The concept of death must not be unfamiliar to Wittgenstein: three of his four brothers took their own lives. But when suicide, especially the suicide of family members, happened repeatedly around Wittgenstein, he chooses to face this problem of living, even it surrounded by pain.
Suicide is a special way of death. Wittgenstein always views suicide from a moral and ethical perspective (Stellino).
“If suicide is allowed then everything is allowed.
If anything is not allowed then suicide is not allowed.
This throws a light on the nature of ethics, for suicide is, so to speak, the elementary sin.
And when one investigates it, it is like investigating mercury vapour in order to comprehend the nature of vapours.
Or is even suicide in itself neither good nor evil? (Wittgenstein) ”
These sentences didn’t contain complete logical reasoning, but it’s enough to say that Wittgenstein sees suicide as a sin that needs to be avoided. The importance of ethics in Wittgenstein’s thought system was shown here by his consideration of death’s ethics. Another piece of source revealed the explanation from Wittgenstein to his own works on ethics to us. In a well-known letter to Ludwig von Ficker, whom he had hoped to publish the Tractatus, Wittgenstein wrote: “My work consists of two parts, the one presented here plus all that I have not written.

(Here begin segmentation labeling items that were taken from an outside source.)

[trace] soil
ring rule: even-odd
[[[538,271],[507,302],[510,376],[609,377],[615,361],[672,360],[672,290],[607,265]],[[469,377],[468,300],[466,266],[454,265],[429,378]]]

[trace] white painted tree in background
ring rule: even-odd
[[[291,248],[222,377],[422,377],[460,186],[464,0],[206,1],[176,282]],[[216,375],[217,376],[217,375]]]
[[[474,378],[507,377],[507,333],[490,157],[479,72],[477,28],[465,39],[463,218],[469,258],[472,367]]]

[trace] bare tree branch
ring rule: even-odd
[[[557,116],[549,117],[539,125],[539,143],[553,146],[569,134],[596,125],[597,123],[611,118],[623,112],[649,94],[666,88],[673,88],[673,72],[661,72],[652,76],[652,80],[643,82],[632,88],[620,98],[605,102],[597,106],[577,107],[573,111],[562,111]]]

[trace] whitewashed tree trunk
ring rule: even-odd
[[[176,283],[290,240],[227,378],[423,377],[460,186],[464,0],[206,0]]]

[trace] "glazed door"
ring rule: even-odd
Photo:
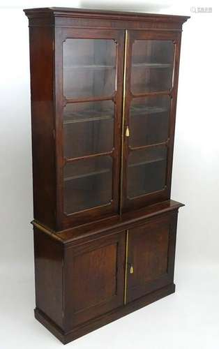
[[[126,302],[173,282],[176,222],[174,214],[128,230]]]
[[[118,213],[124,33],[56,30],[58,211],[66,228]]]
[[[170,195],[180,36],[128,31],[122,209]]]

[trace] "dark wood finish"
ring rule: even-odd
[[[173,281],[176,222],[174,213],[128,230],[128,302]]]
[[[34,258],[36,307],[62,327],[63,246],[34,228]]]
[[[108,100],[110,98],[114,103],[114,147],[110,156],[113,161],[113,183],[112,183],[112,199],[108,205],[100,206],[97,208],[86,209],[79,213],[66,215],[63,212],[63,151],[61,140],[63,140],[63,107],[66,104],[66,100],[63,93],[63,68],[62,68],[62,45],[66,38],[91,38],[91,39],[112,39],[116,45],[116,91],[111,96],[105,96]],[[118,214],[119,212],[119,188],[120,174],[120,158],[121,158],[121,102],[122,102],[122,81],[123,67],[123,40],[124,33],[116,30],[99,30],[99,29],[73,29],[70,28],[55,29],[55,64],[56,64],[56,151],[57,151],[57,226],[60,228],[71,227],[73,224],[78,225],[86,221],[98,219],[100,216],[105,216]],[[86,98],[89,101],[97,101],[97,98]],[[98,100],[100,100],[98,98]],[[84,98],[71,99],[78,102],[83,101]],[[78,147],[80,147],[80,143]],[[86,156],[90,158],[98,156],[98,154]],[[75,160],[76,161],[77,159]],[[105,184],[107,185],[107,183]]]
[[[161,299],[175,292],[175,285],[171,283],[167,286],[157,290],[146,296],[142,297],[138,299],[126,304],[121,307],[117,308],[109,313],[104,314],[102,316],[88,321],[83,324],[82,326],[77,326],[72,331],[65,333],[60,327],[48,318],[42,311],[36,308],[34,313],[36,318],[41,322],[49,331],[50,331],[59,341],[63,344],[67,344],[71,341],[74,341],[84,334],[86,334],[91,331],[94,331],[105,325],[126,316],[136,310],[138,310],[143,306],[149,305],[154,302]],[[127,334],[128,335],[128,334]]]
[[[66,248],[66,329],[123,303],[125,233]]]
[[[62,8],[24,12],[35,316],[66,343],[175,291],[183,205],[170,200],[171,177],[181,35],[188,17]],[[139,40],[144,45],[133,58]],[[109,40],[116,47],[115,64]],[[144,73],[133,73],[134,66]]]
[[[53,30],[31,27],[29,31],[34,218],[55,228]]]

And it is precisely this second part that is the important point. For the ethical gets its limit drawn from the inside, as it were, by my book; […] I’ve managed in my book to put everything firmly into place by being silent about it (Wittgenstein).” And in “A Lecture on Ethics”s, he said that “Ethics is the enquiry into what is valuable, or, into what is really important, or I could have said Ethics is the enquiry into the meaning of life, or into what makes life worth living, or into the right way of living.”
It is safe for us to conclude that the life for Wittgenstein himself is suffering. It is obvious to find in his diaries and the letters with friends that he was long troubled by autolesion thoughts, suicidal thoughts and depression. But under these heavy mental stresses, there’s no evidence that can prove that he had ever committed suicide like his brothers. Some say that Wittgenstein joins the First World War is for the reason of suicidal thoughts. But the truth is that this experience of war, or even nearly to death, is an attempt for him to find the reason to keep living. As he wrote in his diaries, “[m]aybe, proximity to death will bring the light of life” (Wittgenstein), and “[o]nly death gives life its meaning” (Wittgenstein). We can see Ludwig’s thoughts or even desire to “living a good life” through his interpretation of his own action.

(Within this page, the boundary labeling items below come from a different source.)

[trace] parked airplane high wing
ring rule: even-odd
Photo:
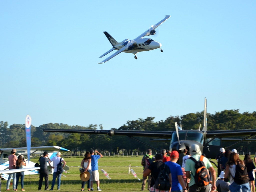
[[[100,57],[100,58],[103,57],[114,50],[118,50],[118,51],[102,62],[98,63],[104,63],[122,52],[132,53],[135,55],[134,58],[136,59],[138,59],[136,54],[139,52],[150,51],[160,48],[161,52],[163,52],[163,50],[161,49],[162,46],[162,44],[151,39],[143,39],[143,38],[145,36],[153,35],[155,34],[155,29],[170,17],[169,15],[166,15],[163,19],[154,25],[151,26],[149,29],[133,40],[126,41],[128,40],[129,39],[127,39],[122,42],[119,42],[107,32],[105,31],[104,32],[104,34],[113,47],[111,49],[102,55]]]
[[[256,135],[256,129],[223,131],[208,131],[207,129],[207,117],[206,112],[206,99],[205,102],[204,124],[202,131],[198,130],[180,130],[177,131],[136,131],[129,130],[73,130],[59,129],[44,129],[44,131],[69,133],[108,135],[127,136],[131,138],[143,142],[133,137],[157,137],[164,139],[171,139],[170,150],[175,150],[179,153],[183,152],[186,148],[190,151],[191,145],[194,144],[198,145],[201,151],[206,157],[210,158],[215,158],[219,152],[220,148],[223,147],[222,139],[238,136],[247,136],[240,139],[235,144],[228,146],[226,148],[231,147],[240,142],[246,141],[252,136]],[[231,139],[230,141],[235,141],[236,139]],[[153,148],[157,150],[153,147]]]
[[[26,168],[24,169],[11,169],[10,170],[6,170],[4,171],[0,170],[0,175],[3,174],[9,174],[11,173],[25,172],[26,171],[31,171],[39,170],[41,168],[40,167],[32,167]]]
[[[19,155],[23,155],[25,158],[27,157],[26,156],[28,155],[27,148],[27,147],[22,147],[16,148],[17,152],[15,154],[16,155],[18,156]],[[1,172],[3,173],[3,175],[2,175],[2,177],[5,179],[8,179],[9,175],[6,175],[11,173],[11,172],[9,172],[11,170],[9,170],[9,162],[8,157],[12,154],[11,152],[13,148],[7,148],[0,149],[0,171]],[[30,148],[30,154],[34,154],[36,155],[34,158],[37,158],[39,159],[39,156],[42,155],[45,151],[48,152],[49,156],[50,159],[56,156],[57,153],[59,152],[71,152],[71,151],[66,149],[62,147],[59,147],[57,146],[45,146],[42,147],[34,147]],[[25,159],[26,161],[27,160]],[[51,163],[51,165],[53,166],[52,163]],[[26,172],[24,173],[25,175],[37,175],[39,174],[38,170],[40,169],[35,169],[35,163],[31,161],[30,161],[29,163],[27,163],[27,166],[24,166],[25,169],[26,169]],[[69,168],[68,166],[66,165],[64,167],[64,169],[65,171],[67,171],[69,170]],[[16,169],[15,169],[16,170]],[[9,171],[9,172],[7,171]],[[48,171],[49,174],[52,174],[53,173],[53,169],[48,166]]]

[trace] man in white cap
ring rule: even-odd
[[[204,163],[206,168],[211,173],[212,180],[215,181],[216,179],[216,172],[213,167],[210,161],[207,158],[202,155],[202,152],[200,147],[197,145],[193,144],[190,148],[191,157],[188,159],[186,162],[185,170],[186,172],[186,176],[188,179],[191,179],[190,183],[189,184],[189,191],[209,191],[210,187],[209,185],[203,187],[199,187],[196,184],[194,176],[196,174],[196,170],[195,167],[195,163],[193,160],[193,158],[198,161],[200,160]],[[191,174],[190,174],[190,172]],[[211,190],[214,191],[216,189],[216,185],[215,183],[213,182],[212,185]]]
[[[56,154],[56,157],[55,157],[51,158],[51,161],[53,162],[53,167],[54,168],[54,170],[53,172],[53,178],[52,179],[52,182],[51,184],[51,188],[50,190],[50,191],[53,191],[53,188],[54,187],[54,185],[55,185],[55,182],[56,180],[56,178],[58,176],[58,179],[57,182],[58,184],[58,190],[59,191],[60,190],[60,182],[61,179],[61,174],[59,175],[57,174],[57,167],[58,164],[60,163],[61,161],[63,163],[63,168],[64,168],[65,165],[66,165],[66,162],[64,161],[64,159],[63,158],[60,157],[61,155],[61,154],[60,152],[59,152]]]
[[[225,155],[225,149],[223,147],[221,147],[220,149],[220,153],[218,154],[216,157],[216,159],[217,160],[217,162],[218,163],[218,174],[217,175],[220,175],[220,173],[221,171],[220,165],[220,160]]]
[[[220,173],[220,175],[219,176],[220,179],[217,180],[216,182],[216,187],[217,188],[220,188],[220,191],[221,192],[228,192],[230,191],[229,186],[230,185],[230,183],[229,182],[226,182],[224,180],[225,178],[224,177],[225,174],[225,172],[224,171],[222,171]],[[219,191],[220,190],[219,190]]]

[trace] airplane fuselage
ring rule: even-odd
[[[154,41],[152,39],[141,38],[129,47],[129,44],[131,44],[131,42],[132,42],[133,40],[128,41],[113,46],[113,48],[115,48],[116,50],[120,50],[128,45],[128,50],[124,51],[123,52],[130,53],[151,51],[160,48],[162,46],[162,45],[161,43]]]

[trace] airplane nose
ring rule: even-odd
[[[151,42],[151,45],[153,46],[156,49],[160,48],[162,46],[162,44],[157,41],[154,41]]]

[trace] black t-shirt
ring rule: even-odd
[[[255,168],[255,166],[253,162],[250,162],[245,165],[247,167],[247,171],[248,173],[250,172]]]
[[[151,179],[150,187],[153,187],[155,185],[155,180],[158,177],[158,175],[160,172],[160,169],[163,170],[164,167],[165,163],[162,161],[157,161],[153,163],[149,166],[148,168],[151,170],[152,179]],[[165,166],[165,171],[168,175],[171,173],[169,167]]]
[[[50,160],[48,158],[46,158],[44,157],[40,157],[39,159],[39,162],[40,163],[40,167],[41,168],[47,169],[47,163],[50,161]]]

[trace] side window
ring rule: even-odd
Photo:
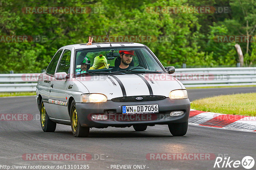
[[[60,57],[60,54],[62,53],[62,50],[60,50],[58,51],[52,58],[52,59],[50,62],[49,65],[46,69],[46,73],[52,75],[54,75],[55,69],[58,64],[58,61]]]
[[[135,54],[135,55],[133,55],[132,57],[132,60],[133,60],[133,61],[134,62],[134,66],[139,66],[139,65],[140,64],[139,62],[139,59],[138,59],[138,58],[137,56],[137,55],[136,55],[136,52],[134,53],[134,54]]]
[[[71,58],[71,51],[68,50],[65,50],[57,69],[57,73],[65,72],[67,74],[69,73]]]

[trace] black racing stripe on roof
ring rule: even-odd
[[[119,80],[119,79],[114,75],[111,75],[111,76],[116,79],[116,80],[117,81],[118,83],[119,84],[119,85],[120,86],[120,87],[121,88],[121,89],[122,90],[122,93],[123,93],[123,96],[126,97],[126,96],[125,89],[124,89],[124,85],[123,84],[123,83],[122,83],[121,81]]]
[[[153,95],[153,90],[152,90],[152,88],[151,87],[149,83],[148,83],[148,82],[147,81],[146,79],[143,77],[142,75],[140,74],[137,74],[137,75],[140,77],[141,79],[142,79],[143,81],[144,81],[144,82],[145,82],[145,83],[146,83],[146,84],[147,84],[147,86],[148,86],[148,91],[149,91],[149,95]]]

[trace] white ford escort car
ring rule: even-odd
[[[168,125],[173,136],[187,133],[190,103],[187,90],[141,44],[115,42],[60,48],[40,75],[36,101],[42,129],[71,125],[74,136],[90,128]]]

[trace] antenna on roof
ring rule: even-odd
[[[111,45],[111,43],[110,42],[110,40],[109,39],[109,38],[108,38],[108,34],[107,33],[107,31],[106,31],[106,29],[105,29],[105,27],[104,26],[104,25],[103,25],[103,27],[104,28],[104,29],[105,30],[105,32],[106,32],[106,34],[107,34],[107,36],[108,37],[108,40],[109,41],[109,44],[110,44],[110,46],[112,46]]]

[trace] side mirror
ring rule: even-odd
[[[60,72],[59,73],[56,73],[54,74],[54,78],[56,80],[66,80],[69,77],[69,75],[68,74],[65,72]]]
[[[167,73],[168,74],[172,74],[175,72],[175,68],[173,66],[166,67],[164,68],[167,71]]]

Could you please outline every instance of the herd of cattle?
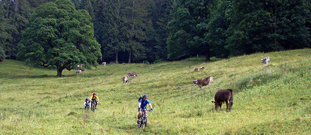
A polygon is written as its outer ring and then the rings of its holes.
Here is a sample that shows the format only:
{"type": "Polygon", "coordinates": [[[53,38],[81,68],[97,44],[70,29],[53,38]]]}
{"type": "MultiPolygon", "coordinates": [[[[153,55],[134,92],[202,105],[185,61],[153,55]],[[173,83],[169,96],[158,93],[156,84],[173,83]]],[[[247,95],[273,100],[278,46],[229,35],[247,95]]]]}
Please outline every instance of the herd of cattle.
{"type": "MultiPolygon", "coordinates": [[[[270,58],[269,56],[265,57],[264,58],[262,58],[261,63],[264,64],[265,66],[266,64],[268,64],[270,62],[270,58]]],[[[101,64],[102,65],[105,66],[106,62],[103,62],[101,64]]],[[[77,66],[77,67],[81,67],[85,66],[84,64],[80,64],[77,66]]],[[[85,66],[85,70],[84,72],[86,70],[86,67],[85,66]]],[[[199,71],[200,70],[203,70],[205,67],[201,66],[200,68],[196,68],[193,71],[196,72],[199,71]]],[[[76,72],[76,73],[81,73],[82,70],[77,70],[76,72]]],[[[123,84],[128,84],[129,82],[129,78],[131,76],[133,76],[135,78],[138,76],[134,72],[129,72],[127,73],[127,77],[125,76],[123,76],[123,84]]],[[[197,86],[199,88],[201,88],[201,90],[203,89],[203,87],[207,85],[212,84],[213,82],[213,77],[212,76],[208,76],[205,78],[203,78],[201,80],[194,80],[192,82],[192,84],[194,84],[196,86],[197,86]]],[[[226,105],[227,106],[227,110],[230,111],[231,108],[232,108],[232,105],[233,104],[233,96],[234,94],[233,91],[230,89],[221,89],[216,92],[215,94],[214,100],[215,101],[212,101],[212,102],[215,104],[215,108],[216,110],[219,108],[219,110],[221,110],[221,106],[223,104],[224,102],[226,103],[226,105]]]]}

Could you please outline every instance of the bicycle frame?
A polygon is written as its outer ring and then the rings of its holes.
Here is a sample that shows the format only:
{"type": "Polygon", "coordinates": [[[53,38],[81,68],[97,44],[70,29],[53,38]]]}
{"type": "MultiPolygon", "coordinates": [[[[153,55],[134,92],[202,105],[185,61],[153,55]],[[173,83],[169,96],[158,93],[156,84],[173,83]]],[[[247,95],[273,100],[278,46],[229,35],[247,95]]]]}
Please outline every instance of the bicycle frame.
{"type": "Polygon", "coordinates": [[[138,124],[138,128],[139,128],[142,126],[142,129],[147,124],[147,114],[146,114],[146,112],[150,112],[150,110],[147,110],[146,108],[141,109],[141,114],[140,115],[140,122],[138,124]]]}
{"type": "Polygon", "coordinates": [[[91,104],[92,104],[91,106],[91,110],[93,110],[93,112],[95,111],[95,104],[96,102],[97,102],[98,100],[91,100],[91,104]]]}

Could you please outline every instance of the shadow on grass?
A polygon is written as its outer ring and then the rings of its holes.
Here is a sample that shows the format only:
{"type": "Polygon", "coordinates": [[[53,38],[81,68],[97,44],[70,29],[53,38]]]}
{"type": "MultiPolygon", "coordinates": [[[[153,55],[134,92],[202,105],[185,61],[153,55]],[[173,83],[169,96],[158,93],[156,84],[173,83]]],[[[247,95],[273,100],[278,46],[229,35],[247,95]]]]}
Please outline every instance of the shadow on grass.
{"type": "Polygon", "coordinates": [[[71,74],[62,76],[61,77],[57,76],[55,75],[49,74],[39,74],[39,75],[18,75],[18,76],[4,76],[2,78],[57,78],[71,77],[77,76],[76,74],[71,74]]]}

“I can die in an hour, I can die in two hours, I can die in a month or only in a few years. I can’t know or help or do anything about it: that’s how life is. How should I live so as to be able to die at any moment? Live in the beautiful and the good, until life itself ceases (Wittgenstein).”
“Death is unavoidable”. This assumption can be found in all of Wittgenstein’s discussion about life. But he often shows a positive attitude towards the life that eventually meets death, which can let people correlated with the “hidden” part of his work: is his whole attitude and action that face life, no matter painful or not, another part of his work and the things he wants to show to the people who are thinking the same question?
All in all, combine Ludwig’s thoughts from both topics of “suicide” and “happy life”, the sin of suicide and the thoughts to insist pursue a life with happiness in the present pain, can be the reason for each other: for the sake of avoiding the guilty of suicide and the willing to pursue the happiness of life in an ascetic way; gives the sinful meaning to suicide because of the persistence on the pursuit of happy life regardless of the pain.
Through all these struggles, still, we can’t find any final answer or reasoning for the problem of death and the meaning of life directly from Wittgenstein’s works. In his opinion, philosophy as a mindset and the base of these problems of life, may not be the best way of giving the answer in the form of philosophy itself because of its limitations: He thinks that philosophy is just for critique the boundaries and limitations of the language. Thus, as he wrote in Tractatus Logico-Philosophicus: “The solution of the problem of life is seen in the vanishing of the problem”. Just like his opinion on the ethics problem, which is the philosophy about the problems of life, cannot be expressed in a way of philosophical language.
When the death truly came to Ludwig, as the appearance of cancer, he wrote to Malcomb in January 1951: “My mind’s completely dead. This isn’t a complaint, for I don’t really suffer from it. I know that life must have an end once and that mental life can cease before the rest does. – Your pull-over is wonderful and fits me perfectly.” He didn’t show any of the afraid of death, but only the acceptance of the ending on all aspects of life including the mental life.
It now appears that he did complete the “hidden” part of his work, by he put in action to face the life and finally “have had a wonderful life”.